Robespierre turned pale and took a step or two in the direction of the bell-rope.

"You may have an opportunity to answer the charges before the tribunal," he said coldly.

"Why did you not bring them in to-day's inquiry?" demanded Tournay.

"I do not announce my reasons nor divulge my plans," was the reply. "It is enough to know that I had need of you. Neither am I in the habit of having my will opposed. You would do best to yield before it is too late."

"Robespierre," cried Tournay, the blood mounting to his forehead, "you have played the tyrant too long! You are not 'in the habit of having your will opposed?' I have not learned to bend and truckle to your will, doing your bidding like a dog; and, by Heaven! I will not now. Bring your charges against me before your tribunal, packed as it is with your creatures, and I will answer them, but my answer shall be addressed to the Nation. My appeal will be to the People. I will denounce you for what you are, a tyrant. And a coward—too"—he continued, as Robespierre, with ashen lips, rang the bell violently. "You shall be known for what you are, and when you are once known the people will cease to fear you."

He strode toward the committee's president, who, with trembling knees, stood tugging at the bell-rope. De Lacheville had long since fled from the room; and Robespierre, pulling his courage together with an effort, lifted his hand and pointed a trembling finger at Tournay.

"Stop where you are!" he shrieked. "Come a step nearer me at your peril!"

"I am not going to do you any injury," was Tournay's reply in a tone of contempt; "I despise you too much to do you personal violence; I leave you to your fears, citizen president."

There was a sound of heavy footsteps in the corridor, and Tournay moved toward the door to be confronted by a file of soldiers.

"Henriot, you drunken snail," cried Robespierre, "why did you not answer my summons? Arrest this man."

Tournay turned a look upon Robespierre which made the latter quail notwithstanding the guard that surrounded him.

"You had this all arranged," said the colonel quietly.

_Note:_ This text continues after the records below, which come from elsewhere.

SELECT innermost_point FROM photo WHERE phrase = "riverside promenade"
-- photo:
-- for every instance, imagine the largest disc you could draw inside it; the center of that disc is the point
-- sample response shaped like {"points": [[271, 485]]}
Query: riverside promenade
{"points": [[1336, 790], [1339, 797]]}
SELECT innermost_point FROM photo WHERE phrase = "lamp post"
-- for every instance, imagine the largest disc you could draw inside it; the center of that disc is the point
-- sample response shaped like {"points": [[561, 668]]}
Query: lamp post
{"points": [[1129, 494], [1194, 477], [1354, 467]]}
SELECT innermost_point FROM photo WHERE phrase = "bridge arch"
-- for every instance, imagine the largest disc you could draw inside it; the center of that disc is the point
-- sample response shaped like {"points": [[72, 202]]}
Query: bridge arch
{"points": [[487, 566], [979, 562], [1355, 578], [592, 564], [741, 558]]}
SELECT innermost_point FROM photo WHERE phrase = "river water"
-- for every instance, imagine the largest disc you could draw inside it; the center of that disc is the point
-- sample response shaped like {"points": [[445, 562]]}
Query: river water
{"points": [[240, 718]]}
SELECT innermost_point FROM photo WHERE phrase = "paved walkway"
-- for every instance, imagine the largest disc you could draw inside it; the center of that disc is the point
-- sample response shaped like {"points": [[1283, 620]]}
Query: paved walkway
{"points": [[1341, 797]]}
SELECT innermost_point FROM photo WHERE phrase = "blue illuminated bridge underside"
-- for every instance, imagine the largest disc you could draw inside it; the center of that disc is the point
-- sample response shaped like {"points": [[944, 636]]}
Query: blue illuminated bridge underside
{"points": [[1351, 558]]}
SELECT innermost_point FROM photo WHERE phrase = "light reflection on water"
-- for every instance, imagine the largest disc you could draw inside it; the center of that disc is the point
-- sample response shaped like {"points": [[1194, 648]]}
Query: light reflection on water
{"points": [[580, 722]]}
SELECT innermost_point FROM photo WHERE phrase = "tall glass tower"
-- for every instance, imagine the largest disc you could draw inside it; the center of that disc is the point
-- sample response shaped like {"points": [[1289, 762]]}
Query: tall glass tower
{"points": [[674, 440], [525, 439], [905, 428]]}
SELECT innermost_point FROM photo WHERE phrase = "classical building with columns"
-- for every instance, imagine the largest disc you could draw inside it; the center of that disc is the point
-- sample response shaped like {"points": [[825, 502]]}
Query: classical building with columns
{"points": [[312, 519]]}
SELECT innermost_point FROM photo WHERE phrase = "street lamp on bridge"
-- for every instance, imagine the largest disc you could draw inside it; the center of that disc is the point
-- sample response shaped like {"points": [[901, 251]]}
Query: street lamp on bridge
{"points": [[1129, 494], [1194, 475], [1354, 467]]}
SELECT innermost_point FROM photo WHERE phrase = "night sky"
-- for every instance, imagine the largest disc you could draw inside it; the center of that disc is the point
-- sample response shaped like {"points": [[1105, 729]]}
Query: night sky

"I was prepared," replied Robespierre grimly.

Tournay turned away with contempt. "Dictator, your time will be short," he murmured.

"Come, citizen colonel," said the Commandant Henriot, "I must trouble you for your sword."

"Where are you going to take me?" asked Tournay as he delivered up his weapon.

Henriot glanced at his chief as if for instructions.

"To the Luxembourg," was the order. Then, without looking at Tournay, Robespierre left the room.

"May I send word to a friend at my lodgings?" Tournay asked of Henriot.

"No," was the short rejoinder, "you must come with me on the instant."

In the corridor stood de Lacheville. He smiled triumphantly as he saw Tournay pass out between the file of soldiers.

"De Lacheville," said Tournay scornfully, "you have played the part of a fool as well as a coward. A few days and you also will be in prison."

His guards hurried him on, and he could not hear de Lacheville's answer.

At the doorway that led into the street stood La Liberté.

"Out of the way, citizeness!" growled Henriot.

"Out of the way yourself, Citizen Henriot," was the woman's reply, and she pushed through the soldiers until she stood at Tournay's elbow.

"Come, citizeness, none of that; you cannot speak to the prisoner," growled Henriot a second time.

"I was afraid of this," she whispered in Tournay's ear.

"Will you take a message for me?" he asked in a quick whisper.

"Yes."

"Go to Gaillard, 15 Rue des Mathurins, wait until he comes. Tell him I am arrested. That is all."

With a nod of intelligence, La Liberté left his side and disappeared in the darkness.